CAPÍTULO I - INTRODUÇÃO
Abstract
A cicatriz que carrego comigo desde os meus 3 anos, a que fiz no pé esquerdo com o fundo de uma garrafa verde, é parte do meu património. Porque sendo cicatriz hoje, é reflexo da passagem do tempo (um dia foi uma ferida aberta no meu pé). Porque revejo nela um momento específico da minha história de vida. Porque a esse tempo me individualiza, na sua forma, no facto de estar alojada no meu pé esquerdo e não em todos os pés esquerdos de todos os homens e mulheres e crianças do mundo.
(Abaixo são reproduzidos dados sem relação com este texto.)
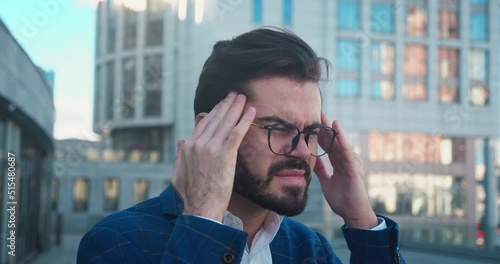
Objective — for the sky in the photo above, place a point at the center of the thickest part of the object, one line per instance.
(59, 35)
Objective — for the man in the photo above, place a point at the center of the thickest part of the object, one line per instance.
(259, 132)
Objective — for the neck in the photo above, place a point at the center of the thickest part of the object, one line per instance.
(252, 215)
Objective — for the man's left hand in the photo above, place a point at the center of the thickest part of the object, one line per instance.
(345, 189)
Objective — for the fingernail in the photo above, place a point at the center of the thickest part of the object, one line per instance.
(251, 110)
(240, 97)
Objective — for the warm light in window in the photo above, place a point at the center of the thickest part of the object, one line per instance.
(182, 10)
(136, 5)
(199, 5)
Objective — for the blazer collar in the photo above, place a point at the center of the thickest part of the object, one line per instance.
(171, 202)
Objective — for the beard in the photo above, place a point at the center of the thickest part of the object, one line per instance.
(256, 188)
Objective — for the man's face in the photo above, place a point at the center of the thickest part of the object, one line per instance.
(278, 183)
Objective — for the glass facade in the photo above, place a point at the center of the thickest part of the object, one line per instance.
(429, 195)
(80, 194)
(382, 17)
(448, 20)
(110, 89)
(153, 78)
(287, 12)
(479, 23)
(382, 70)
(478, 76)
(130, 38)
(415, 68)
(128, 92)
(141, 188)
(448, 63)
(257, 11)
(416, 18)
(111, 194)
(348, 14)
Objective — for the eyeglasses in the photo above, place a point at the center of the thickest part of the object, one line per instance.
(283, 138)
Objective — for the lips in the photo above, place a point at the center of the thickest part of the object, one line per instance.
(293, 173)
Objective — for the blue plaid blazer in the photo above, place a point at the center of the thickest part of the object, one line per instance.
(155, 231)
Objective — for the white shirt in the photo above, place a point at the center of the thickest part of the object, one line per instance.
(260, 252)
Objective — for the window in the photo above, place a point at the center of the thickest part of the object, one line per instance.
(418, 194)
(141, 187)
(80, 194)
(287, 12)
(348, 55)
(128, 97)
(155, 6)
(448, 61)
(347, 88)
(415, 67)
(153, 83)
(111, 194)
(154, 32)
(348, 65)
(416, 19)
(54, 193)
(478, 77)
(257, 11)
(448, 23)
(111, 30)
(130, 38)
(479, 24)
(382, 18)
(382, 70)
(348, 14)
(110, 89)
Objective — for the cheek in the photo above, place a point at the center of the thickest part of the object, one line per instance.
(256, 153)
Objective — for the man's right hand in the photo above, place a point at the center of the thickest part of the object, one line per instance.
(205, 164)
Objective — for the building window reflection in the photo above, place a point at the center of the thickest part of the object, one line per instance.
(141, 188)
(54, 195)
(429, 195)
(448, 61)
(382, 16)
(153, 76)
(416, 18)
(415, 67)
(111, 194)
(130, 39)
(129, 82)
(80, 194)
(415, 148)
(479, 24)
(448, 19)
(110, 89)
(348, 14)
(478, 77)
(382, 70)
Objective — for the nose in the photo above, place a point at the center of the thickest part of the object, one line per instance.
(301, 149)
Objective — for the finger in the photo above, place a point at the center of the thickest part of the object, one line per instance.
(230, 120)
(321, 170)
(218, 116)
(180, 143)
(211, 120)
(236, 136)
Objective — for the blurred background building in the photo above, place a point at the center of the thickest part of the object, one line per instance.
(415, 84)
(26, 128)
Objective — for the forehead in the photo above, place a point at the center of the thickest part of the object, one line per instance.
(295, 102)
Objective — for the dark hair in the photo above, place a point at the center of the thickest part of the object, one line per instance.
(260, 53)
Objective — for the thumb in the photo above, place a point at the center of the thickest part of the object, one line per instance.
(321, 170)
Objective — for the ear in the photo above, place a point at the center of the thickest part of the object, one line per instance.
(199, 117)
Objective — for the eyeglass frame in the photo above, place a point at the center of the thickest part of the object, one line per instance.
(296, 138)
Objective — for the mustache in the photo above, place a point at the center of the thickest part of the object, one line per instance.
(290, 164)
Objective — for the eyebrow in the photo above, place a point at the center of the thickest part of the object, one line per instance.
(279, 120)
Porque transporta consigo uma recordação (diria quase a única que tenho desse período da minha vida, ainda que possa até ser uma memória ‘emprestada’ pelos meus pais, e por conseguinte não ser efectivamente uma memória real do dia em que cortei o meu pé).
A minha cicatriz é ainda parte do meu património porque com ela estabeleço uma relação afectiva única que se torna também, e a esse tempo, a prova de que existi como pessoa aos três anos de idade, ainda que não me lembre desta minha condição de existência. A esse tempo estabeleço com ela também uma relação de estranheza. Uma estranheza espacio-temporal. De um espaço que não consigo reconhecer (não cresci nesse espaço e mesmo que tivesse crescido o tempo encarregar-se-ia de o transformar) e de um tempo que não recordo. A não ser (julgo) através das imagens que criei mentalmente desse espaço e desse momento e que resultam, insisto, no facto de essa história me ter sido, exaustivamente, contada ao longo dos anos, com uma descrição profunda de todos os factos que aqueles que me assistiram consideraram fundamentais e foram capazes de memorizar.